China's rejection of Coca-Cola's bid to buy the country's top juice maker, Huiyuan, marked no retreat from government policies welcoming foreign investment, the government said on Thursday.
This has nothing to do with trade protectionism....This decision was made for the sake of market competition, Qin said of the Ministry of Commerce's decision to block the purchase on the grounds that it would be damaging to consumers' interests and open competition.
Qin's comments suggested that as Beijing prepares to join the G20 summit of rich and developing major economies in London next month, it will reject claims that the decision shows it is no adherent of open markets.
A statement by the Ministry of Commerce also sought to deflect accusations of protectionism.
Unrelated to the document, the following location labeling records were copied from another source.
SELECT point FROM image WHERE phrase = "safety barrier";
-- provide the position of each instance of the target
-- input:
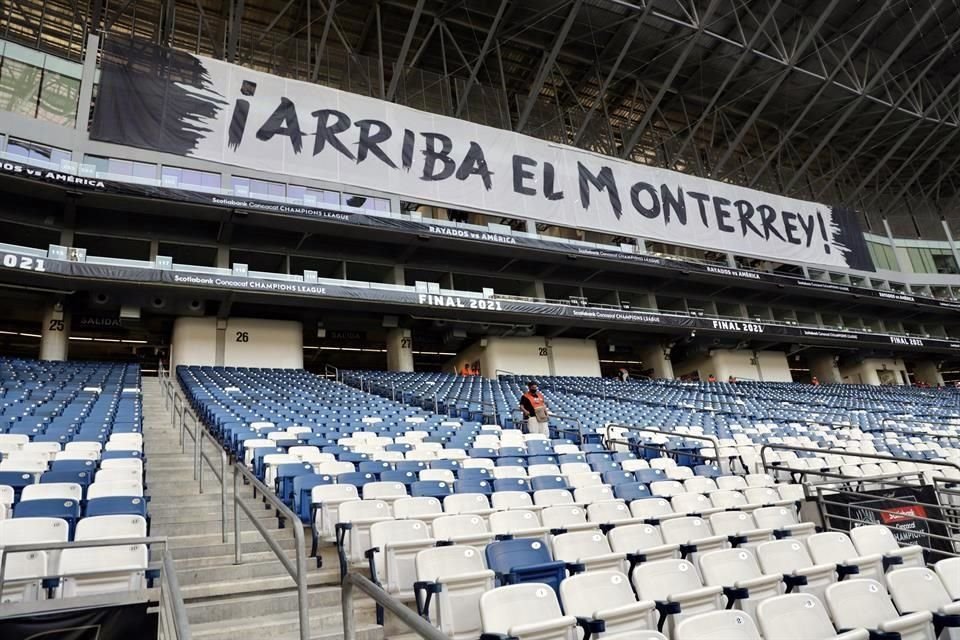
(711, 440)
(414, 622)
(297, 570)
(173, 623)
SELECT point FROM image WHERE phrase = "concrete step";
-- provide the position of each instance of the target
(256, 585)
(211, 527)
(217, 609)
(324, 625)
(266, 567)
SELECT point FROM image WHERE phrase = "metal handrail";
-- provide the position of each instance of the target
(221, 477)
(172, 604)
(336, 372)
(199, 434)
(414, 622)
(299, 571)
(78, 544)
(714, 442)
(841, 452)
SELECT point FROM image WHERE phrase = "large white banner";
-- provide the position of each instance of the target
(229, 114)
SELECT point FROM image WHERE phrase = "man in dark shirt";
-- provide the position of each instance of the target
(534, 408)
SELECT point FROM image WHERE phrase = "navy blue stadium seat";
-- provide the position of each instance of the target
(631, 491)
(68, 510)
(431, 489)
(524, 560)
(474, 486)
(548, 482)
(511, 484)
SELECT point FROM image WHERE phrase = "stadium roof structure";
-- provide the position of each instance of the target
(843, 101)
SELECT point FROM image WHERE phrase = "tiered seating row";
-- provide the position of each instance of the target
(72, 469)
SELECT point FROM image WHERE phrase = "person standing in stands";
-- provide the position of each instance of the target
(534, 408)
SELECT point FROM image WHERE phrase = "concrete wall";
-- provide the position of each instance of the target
(825, 369)
(769, 366)
(238, 342)
(194, 341)
(533, 356)
(573, 357)
(654, 357)
(774, 366)
(250, 342)
(871, 371)
(927, 371)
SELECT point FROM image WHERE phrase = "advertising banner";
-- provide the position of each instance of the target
(175, 102)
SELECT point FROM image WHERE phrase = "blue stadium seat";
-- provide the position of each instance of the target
(116, 506)
(524, 560)
(631, 491)
(511, 484)
(431, 489)
(474, 486)
(541, 483)
(68, 510)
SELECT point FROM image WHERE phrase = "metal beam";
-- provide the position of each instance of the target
(777, 83)
(217, 51)
(901, 140)
(855, 103)
(947, 46)
(273, 23)
(815, 99)
(547, 65)
(613, 72)
(484, 48)
(234, 27)
(930, 157)
(116, 16)
(323, 40)
(677, 65)
(404, 50)
(744, 55)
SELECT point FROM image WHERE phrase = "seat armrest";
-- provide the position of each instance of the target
(792, 581)
(532, 628)
(410, 544)
(628, 610)
(465, 578)
(590, 626)
(907, 622)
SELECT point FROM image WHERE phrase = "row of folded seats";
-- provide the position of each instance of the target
(74, 491)
(544, 588)
(70, 572)
(553, 509)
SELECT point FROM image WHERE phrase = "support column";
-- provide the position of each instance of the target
(927, 371)
(55, 333)
(825, 369)
(399, 350)
(655, 357)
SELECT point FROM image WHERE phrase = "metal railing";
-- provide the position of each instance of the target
(328, 368)
(926, 500)
(221, 476)
(776, 466)
(201, 436)
(414, 622)
(298, 569)
(610, 440)
(173, 621)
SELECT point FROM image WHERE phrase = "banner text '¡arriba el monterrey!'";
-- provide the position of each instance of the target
(442, 161)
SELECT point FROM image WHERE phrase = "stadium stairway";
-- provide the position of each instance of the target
(226, 601)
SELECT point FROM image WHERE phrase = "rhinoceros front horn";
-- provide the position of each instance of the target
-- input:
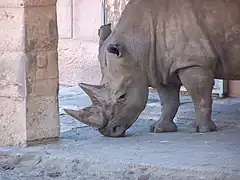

The Ministry of Commerce's decision to block the acquisition was neither affected by disturbing external factors and nor was it protectionism, the ministry's spokesman, Yao Jian, was quoted by Xinhua as saying. The decision in the case has nothing to do with China's policies about foreign capital.
Huiyuan controls more than a tenth of a Chinese fruit and vegetable juice market, which grew 15 percent last year to $2 billion. Coca-Cola has a 9.7 percent market share.
The ruling has fanned comment among some industry analysts and trade lawyers that China will use its anti-monopoly law to fend off foreign attempts to buy promising domestic firms, even when the resulting market concentration would not be excessive.
But Qin brandished bottled water on his podium from what he said was a Swiss-based company to argue that his country remains fully open to foreign brands and investors.
We will continue a policy of opening up and welcoming foreign capital, he said.
Especially in the current financial crisis, China's leaders have said many times that all countries should oppose trade and investment protectionism and this stance has not changed.